Martha Southgate is the author of Third Girl from the Left which was published in paperback by Houghton Mifflin in September 2006. It won the Best Novel of the year award from the Black Caucus of the American Library Association. It was shortlisted for the PEN/Beyond Margins Award and the Hurston/Wright Legacy award. Her previous novel, The Fall of Rome, received the 2003 Alex Award from the American Library Association and was named one of the best novels of 2002 by Jonathan Yardley of the Washington Post. She is also the author of Another Way to Dance, which won the Coretta Scott King Genesis Award for Best First Novel. She received a 2002 New York Foundation for the Arts grant and has received fellowships from the MacDowell Colony, the Virginia Center for the Creative Arts and the Bread Loaf Writers Conference. Her July 2007 New York Times Book Review article "Writers Like Me" was the initial spark for RingShout and generated considerable notice in publishing and literary circles. Previous non-fiction articles have appeared in The New York Times Magazine, O, Premiere, and Essence.
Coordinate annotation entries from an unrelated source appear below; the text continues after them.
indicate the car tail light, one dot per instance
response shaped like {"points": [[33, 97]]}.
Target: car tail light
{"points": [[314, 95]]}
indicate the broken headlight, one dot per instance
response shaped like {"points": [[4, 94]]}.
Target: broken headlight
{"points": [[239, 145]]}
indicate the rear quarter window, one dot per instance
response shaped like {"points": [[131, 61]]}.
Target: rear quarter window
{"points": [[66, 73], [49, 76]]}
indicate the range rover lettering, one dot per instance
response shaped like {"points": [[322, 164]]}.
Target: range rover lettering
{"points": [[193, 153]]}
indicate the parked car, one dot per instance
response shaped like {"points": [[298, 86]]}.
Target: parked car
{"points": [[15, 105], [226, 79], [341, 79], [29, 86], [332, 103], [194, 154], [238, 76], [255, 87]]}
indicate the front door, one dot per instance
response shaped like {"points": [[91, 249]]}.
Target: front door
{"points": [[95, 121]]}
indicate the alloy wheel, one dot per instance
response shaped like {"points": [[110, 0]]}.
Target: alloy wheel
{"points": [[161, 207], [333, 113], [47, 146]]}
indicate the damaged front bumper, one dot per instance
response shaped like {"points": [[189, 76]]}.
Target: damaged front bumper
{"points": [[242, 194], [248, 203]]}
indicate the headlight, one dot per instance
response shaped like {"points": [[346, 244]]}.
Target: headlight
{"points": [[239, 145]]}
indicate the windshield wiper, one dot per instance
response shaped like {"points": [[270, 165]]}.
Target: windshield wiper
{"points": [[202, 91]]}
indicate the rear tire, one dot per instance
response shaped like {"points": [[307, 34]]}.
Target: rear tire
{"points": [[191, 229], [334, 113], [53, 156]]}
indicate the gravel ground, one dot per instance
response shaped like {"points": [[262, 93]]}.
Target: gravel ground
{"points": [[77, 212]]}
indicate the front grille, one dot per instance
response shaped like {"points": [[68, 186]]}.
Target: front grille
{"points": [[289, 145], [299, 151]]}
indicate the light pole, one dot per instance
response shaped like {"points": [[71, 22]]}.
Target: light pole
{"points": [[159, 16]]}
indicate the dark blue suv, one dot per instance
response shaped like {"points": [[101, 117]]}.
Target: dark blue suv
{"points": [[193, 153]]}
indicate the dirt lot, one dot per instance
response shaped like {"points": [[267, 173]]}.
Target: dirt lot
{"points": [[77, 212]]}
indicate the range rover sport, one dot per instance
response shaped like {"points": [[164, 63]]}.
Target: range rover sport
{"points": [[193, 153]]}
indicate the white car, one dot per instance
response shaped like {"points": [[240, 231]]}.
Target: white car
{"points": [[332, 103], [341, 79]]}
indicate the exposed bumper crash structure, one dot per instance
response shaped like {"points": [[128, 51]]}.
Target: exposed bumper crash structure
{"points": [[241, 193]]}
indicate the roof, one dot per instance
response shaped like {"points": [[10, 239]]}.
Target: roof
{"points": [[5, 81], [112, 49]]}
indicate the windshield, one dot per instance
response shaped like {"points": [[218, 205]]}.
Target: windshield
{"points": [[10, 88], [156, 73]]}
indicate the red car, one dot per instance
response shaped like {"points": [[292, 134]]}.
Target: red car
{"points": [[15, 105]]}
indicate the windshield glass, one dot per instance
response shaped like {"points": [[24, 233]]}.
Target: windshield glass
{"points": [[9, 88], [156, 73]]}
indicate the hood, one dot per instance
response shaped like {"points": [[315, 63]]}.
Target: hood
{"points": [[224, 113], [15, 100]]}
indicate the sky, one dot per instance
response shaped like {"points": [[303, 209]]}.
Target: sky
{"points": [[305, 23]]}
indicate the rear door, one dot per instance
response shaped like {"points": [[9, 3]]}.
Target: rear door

She lives in Brooklyn, New York with her husband and two children.



How did we come to be?

RingShout was founded following Martha Southgate's essay "Writers Like Me" in the New York Times Book Review in July of 2007. The response in the blogosphere and in the literary world was enormous. So Martha wanted to harness this energy. She contacted Cornelius Eady and Alison Meyers of Cave Canem , a group she greatly admired, for insight into how they had formed their organization. The next step was contacting several writers, editors and a bookseller (Sarah McNally of McNally Robinson Books who participated in our first couple of meetings) who she knew and respected. The five got together over a period of six months and brainstormed until they had come up with a way to form a book list and a tool kit that would help carry out the group's mission. We kicked off with a party to drum up support and volunteers on February 1, 2008. At the present time, we remain an all-volunteer effort that is unaffiliated with any larger organization.

Friday, January 11, 2008

What is ringShout?

Welcome to our temporary internet home. Thanks to Ann Leamon for telling us that we could use Blogger in this way until we get our site up. Watch out for updates!




Our Mission

Founded in 2007 by a group of writers, editors and booksellers,
ringShout: A Place for Black Literature
is dedicated to recognizing, reclaiming and celebrating
excellence in contemporary literary fiction and nonfiction
by black writers in the United States.



Why the name ringShout?


One of the first dances created by
Africans brought to America as slaves
in the 1700s, the ring shout was a
sacred circle dance of salvation that enabled
a community to find perserverance,
provided solace and rejuvenation,
and sheltered many early nuances of
Africanist culture and practice.


Adapted from Thea Nerissa Barnes,
The Association of Dance of the African
Diaspora Dictionary 2005-2006


We hope that our ringShout can be the same for serious, skilled black writers creating ambitious fiction. We also want to assert our centrality to all facets of the American experience, literary and otherwise.